Il ne faut toutefois pas oublier que dans cette industrie, il y a beaucoup d'appelés, peu d'élus. Rares sont les gestionnaires qui savent durer. On retrouve peu de George Soros ou Jim Simons (Renaissance Technologies). Certains fonds, comme AHL, subsistent grâce au renouvellement de son équipe de gestion. D'autres ne résistent pas à l'épreuve du temps. Et des marchés.

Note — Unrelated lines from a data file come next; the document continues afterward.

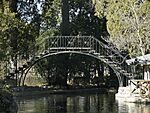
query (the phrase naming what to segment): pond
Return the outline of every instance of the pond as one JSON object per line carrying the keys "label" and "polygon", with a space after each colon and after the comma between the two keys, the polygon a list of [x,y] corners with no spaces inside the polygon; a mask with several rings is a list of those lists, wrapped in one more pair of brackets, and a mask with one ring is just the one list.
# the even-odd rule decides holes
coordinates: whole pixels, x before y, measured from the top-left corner
{"label": "pond", "polygon": [[51,94],[17,98],[18,113],[150,113],[150,104],[125,103],[115,94]]}

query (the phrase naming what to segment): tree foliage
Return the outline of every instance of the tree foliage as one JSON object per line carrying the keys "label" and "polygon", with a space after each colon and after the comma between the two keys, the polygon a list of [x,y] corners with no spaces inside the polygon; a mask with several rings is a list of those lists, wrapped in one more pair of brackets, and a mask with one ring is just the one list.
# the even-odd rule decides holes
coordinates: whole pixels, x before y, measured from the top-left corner
{"label": "tree foliage", "polygon": [[[148,0],[95,0],[97,15],[107,17],[110,40],[131,57],[150,50],[150,2]],[[98,8],[98,5],[104,6]]]}

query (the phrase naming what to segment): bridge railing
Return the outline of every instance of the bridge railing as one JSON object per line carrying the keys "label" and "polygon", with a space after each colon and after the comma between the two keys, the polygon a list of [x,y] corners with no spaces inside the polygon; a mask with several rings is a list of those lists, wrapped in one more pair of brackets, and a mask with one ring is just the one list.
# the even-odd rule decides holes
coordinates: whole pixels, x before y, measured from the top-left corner
{"label": "bridge railing", "polygon": [[48,36],[38,46],[40,52],[48,50],[49,52],[82,51],[95,53],[107,57],[119,65],[124,64],[126,59],[114,47],[104,44],[92,36]]}

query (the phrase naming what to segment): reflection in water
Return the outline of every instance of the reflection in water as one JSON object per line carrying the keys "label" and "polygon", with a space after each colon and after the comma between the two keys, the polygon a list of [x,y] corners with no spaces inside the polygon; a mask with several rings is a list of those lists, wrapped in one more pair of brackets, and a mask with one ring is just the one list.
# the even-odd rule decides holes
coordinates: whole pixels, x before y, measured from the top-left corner
{"label": "reflection in water", "polygon": [[150,113],[150,104],[126,103],[118,100],[118,113]]}
{"label": "reflection in water", "polygon": [[115,101],[114,94],[17,98],[18,113],[150,113],[150,105]]}

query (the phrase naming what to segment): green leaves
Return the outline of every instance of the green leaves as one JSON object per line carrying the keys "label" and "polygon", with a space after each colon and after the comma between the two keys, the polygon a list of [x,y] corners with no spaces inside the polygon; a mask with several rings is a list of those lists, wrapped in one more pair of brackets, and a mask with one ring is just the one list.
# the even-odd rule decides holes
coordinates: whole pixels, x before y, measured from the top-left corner
{"label": "green leaves", "polygon": [[[93,0],[94,1],[94,0]],[[98,6],[105,4],[105,8]],[[131,57],[148,53],[150,50],[150,2],[137,0],[96,0],[99,17],[107,18],[110,40],[120,50],[128,51]],[[105,12],[105,13],[103,13]]]}

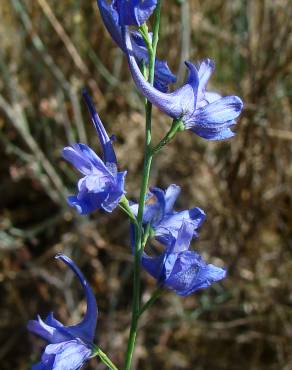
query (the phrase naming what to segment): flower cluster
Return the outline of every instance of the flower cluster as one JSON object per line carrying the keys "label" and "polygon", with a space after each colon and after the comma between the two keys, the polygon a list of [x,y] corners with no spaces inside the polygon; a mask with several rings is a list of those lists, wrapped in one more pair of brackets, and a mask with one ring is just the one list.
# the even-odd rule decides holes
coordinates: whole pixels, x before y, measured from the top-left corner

A ceci vient s'ajouter un tour de vis régulateur, qui se traduira surtout par une hausse des coûts de gestion pour les hedge funds. En Europe, la directive AIFM, quand elle sera finalisée, imposera une série de contraintes pour les gestionnaires.

Aux Etats-Unis, le Dodd-Frank Act a induit une scission des banques d'investissement et des hedge funds. Morgan Stanley et Goldman Sachs ont annoncé la vente de leurs hedge funds. Sans leur maison-mère, ceux-ci vont devoir trouver un autre moyen de se gérer administrativement, à moindre coût.

D'où une vague de consolidation dans le secteur.

Bref, le monde bouge pour les hedge funds.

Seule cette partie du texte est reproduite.